Over the years, she has worked as an athletic trainer at the World Games for the Deaf in Denmark, Bulgaria and New Zealand, as well as for the Goodwill Games and the Friendship Games. Graziadei's work with Cortland Professor M. Louise Moseley in adapted physical education fostered a lifelong interest in the field. As a Cortland student, she became active in the American Association of Health, Physical Education, Recreation and Dance (AAHPERD) and is now a life member.
Graziadei taught physical education and coached at Solvay (N.Y.) High School. After earning her master's degree, she became an instructor and head athletic trainer at Plymouth (N.H.) State College and then at Barnard College. She was then a lecturer and coach at the University of Maine-Presque Isle.

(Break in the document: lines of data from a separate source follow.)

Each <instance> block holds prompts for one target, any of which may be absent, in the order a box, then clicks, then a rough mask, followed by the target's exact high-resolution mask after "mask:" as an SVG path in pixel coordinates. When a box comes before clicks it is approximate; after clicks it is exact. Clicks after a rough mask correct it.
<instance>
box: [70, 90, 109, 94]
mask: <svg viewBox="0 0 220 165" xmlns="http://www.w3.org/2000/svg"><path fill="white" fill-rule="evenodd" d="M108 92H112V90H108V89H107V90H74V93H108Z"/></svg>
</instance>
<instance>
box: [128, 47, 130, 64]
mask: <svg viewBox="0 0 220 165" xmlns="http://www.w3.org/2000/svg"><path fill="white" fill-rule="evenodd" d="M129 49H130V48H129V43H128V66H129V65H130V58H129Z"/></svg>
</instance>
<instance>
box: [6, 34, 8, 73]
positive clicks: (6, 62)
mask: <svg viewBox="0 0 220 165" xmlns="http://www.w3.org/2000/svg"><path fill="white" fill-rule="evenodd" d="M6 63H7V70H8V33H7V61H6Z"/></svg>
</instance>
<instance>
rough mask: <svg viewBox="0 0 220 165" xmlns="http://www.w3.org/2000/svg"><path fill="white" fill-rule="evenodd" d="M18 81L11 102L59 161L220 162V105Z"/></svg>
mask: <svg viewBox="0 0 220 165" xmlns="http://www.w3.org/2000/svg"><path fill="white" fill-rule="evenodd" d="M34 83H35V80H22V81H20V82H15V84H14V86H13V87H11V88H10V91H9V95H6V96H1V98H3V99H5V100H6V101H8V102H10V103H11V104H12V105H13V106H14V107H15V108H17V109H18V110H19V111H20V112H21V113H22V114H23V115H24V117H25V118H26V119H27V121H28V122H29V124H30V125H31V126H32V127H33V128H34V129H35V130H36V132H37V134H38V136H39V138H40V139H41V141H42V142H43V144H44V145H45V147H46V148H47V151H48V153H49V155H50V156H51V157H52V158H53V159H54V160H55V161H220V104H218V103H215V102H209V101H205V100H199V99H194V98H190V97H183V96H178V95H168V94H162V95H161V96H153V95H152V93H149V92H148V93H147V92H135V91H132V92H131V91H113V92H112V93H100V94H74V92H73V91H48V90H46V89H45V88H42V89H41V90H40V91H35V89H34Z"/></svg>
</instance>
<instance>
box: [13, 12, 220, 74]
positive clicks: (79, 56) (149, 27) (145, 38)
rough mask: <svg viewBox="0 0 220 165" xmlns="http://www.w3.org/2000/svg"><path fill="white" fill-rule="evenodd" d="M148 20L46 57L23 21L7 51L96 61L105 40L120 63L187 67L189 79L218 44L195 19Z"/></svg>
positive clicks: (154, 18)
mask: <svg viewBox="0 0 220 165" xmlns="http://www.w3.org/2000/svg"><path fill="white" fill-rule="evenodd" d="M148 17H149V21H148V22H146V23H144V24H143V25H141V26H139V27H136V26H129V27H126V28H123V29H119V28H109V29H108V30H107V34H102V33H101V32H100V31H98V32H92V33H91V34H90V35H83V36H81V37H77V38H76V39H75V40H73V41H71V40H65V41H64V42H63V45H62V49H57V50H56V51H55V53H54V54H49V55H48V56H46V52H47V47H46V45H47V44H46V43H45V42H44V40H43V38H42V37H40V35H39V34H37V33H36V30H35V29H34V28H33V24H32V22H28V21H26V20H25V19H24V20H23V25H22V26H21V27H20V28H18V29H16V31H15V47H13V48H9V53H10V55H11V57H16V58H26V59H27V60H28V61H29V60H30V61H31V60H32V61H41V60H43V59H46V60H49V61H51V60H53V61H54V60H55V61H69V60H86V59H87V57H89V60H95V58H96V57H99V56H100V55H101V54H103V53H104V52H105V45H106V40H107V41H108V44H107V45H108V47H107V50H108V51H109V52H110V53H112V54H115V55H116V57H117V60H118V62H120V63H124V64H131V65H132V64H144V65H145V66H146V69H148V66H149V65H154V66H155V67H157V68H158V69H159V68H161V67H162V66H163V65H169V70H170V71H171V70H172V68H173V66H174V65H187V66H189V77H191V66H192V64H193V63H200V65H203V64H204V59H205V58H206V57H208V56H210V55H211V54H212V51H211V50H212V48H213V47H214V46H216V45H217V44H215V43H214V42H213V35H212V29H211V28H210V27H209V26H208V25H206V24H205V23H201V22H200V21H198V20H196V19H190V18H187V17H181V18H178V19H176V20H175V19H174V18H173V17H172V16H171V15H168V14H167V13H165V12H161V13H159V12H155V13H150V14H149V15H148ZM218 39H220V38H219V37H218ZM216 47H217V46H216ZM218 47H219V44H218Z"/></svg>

She accepted a professional staff position with the American Red Cross' Northwest North Carolina Chapter. During the next quarter-of-a-century, Graziadei worked closely with American Red Cross programs and became a member of the organization's national faculty and chair of a national head-quarters committee. In 1984, she became a training coordinator with Project DART in Athens, Ga. In 1985, she was elected into the Phi Kappa Phi national honor society at the University of Georgia. That same year Graziadei joined the faculty at Gallaudet University, the world's only liberal arts university for people with hearing disabilities. Her success at Gallaudet earned her induction into the University's Phi Alpha Phi honor society in 1988. She was voted Phi Kappa Phi Teacher of the Year in 1990.
UPDATE: Graziadei passed away on March 1, 2020, at age 70.